France fishing row: Jersey seafood company forced to close as dispute over post-Brexit licences drags on

·2-min read

A company that exports shellfish from Jersey into the EU has been forced to close temporarily and stop buying from local fishermen due to the ongoing row over fishing rights.

The director of Aqua-Mar, Nathalie Porritt, estimates the company usually exports more than 60% of the shellfish caught by fishermen from the Channel Islands into Europe.

But on Monday a notice went up on the company's door reading: "We very much regret we are closed for landings until further notice."

Inside, tanks that are usually full of lobster and crab stood mostly empty.

"We've been told that as of midnight tonight the border inspection post at St Malo will be closed until further notice," Ms Porritt told Sky News.

"I think everybody is very worried, so are we. We've been in business for 40-plus years and never once have we had to close our doors to exporting into Europe.

"We've explored other avenues, we've looked at different ports of entry, we've looked at going into Holland, we've looked at going into Spain.

"But geographically, because of our location, these are just posing really, really difficult [problems] logistically - verging on the lines of impossible."

France has threatened to close its ports to vessels after the UK and Jersey denied permits to dozens of French boats to operate in their waters.

The Jersey Fishermen's Association (JFA) is now calling for fishing areas to be closed altogether until the row is resolved.

"It seems wholly unfair that we're tied up in the harbour with their ports blocked and they're carrying on with their continued access," Stephen Viney from the JFA told Sky News.

"It only seems fair that we close our waters.

"Morale is low and we're angry that we're in the middle of this - we feel like banging Boris's and Macron's heads together - sort it out."

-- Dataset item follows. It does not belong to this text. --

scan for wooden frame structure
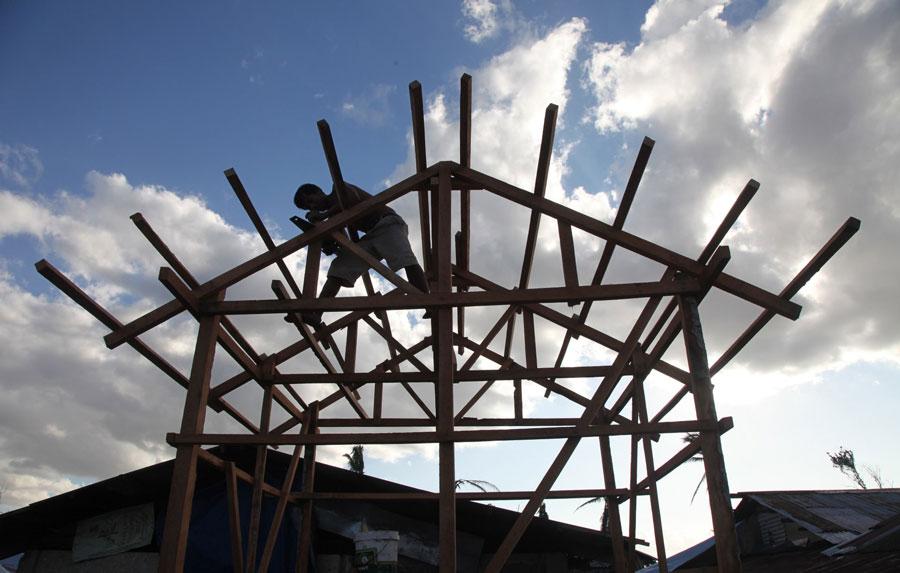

For the fishermen, these are worrying times.

Skipper Jack Bailey usually sells 90% of his fish to Aqua-Mar but he now has lobster he's unable to sell and fears livelihoods are being threatened by the stand-off.

"With not having access to the EU market a lot of the fishermen will find it very hard to carry on," he said.

"Honestly, I don't think there will be a future if it carries on the way it's going."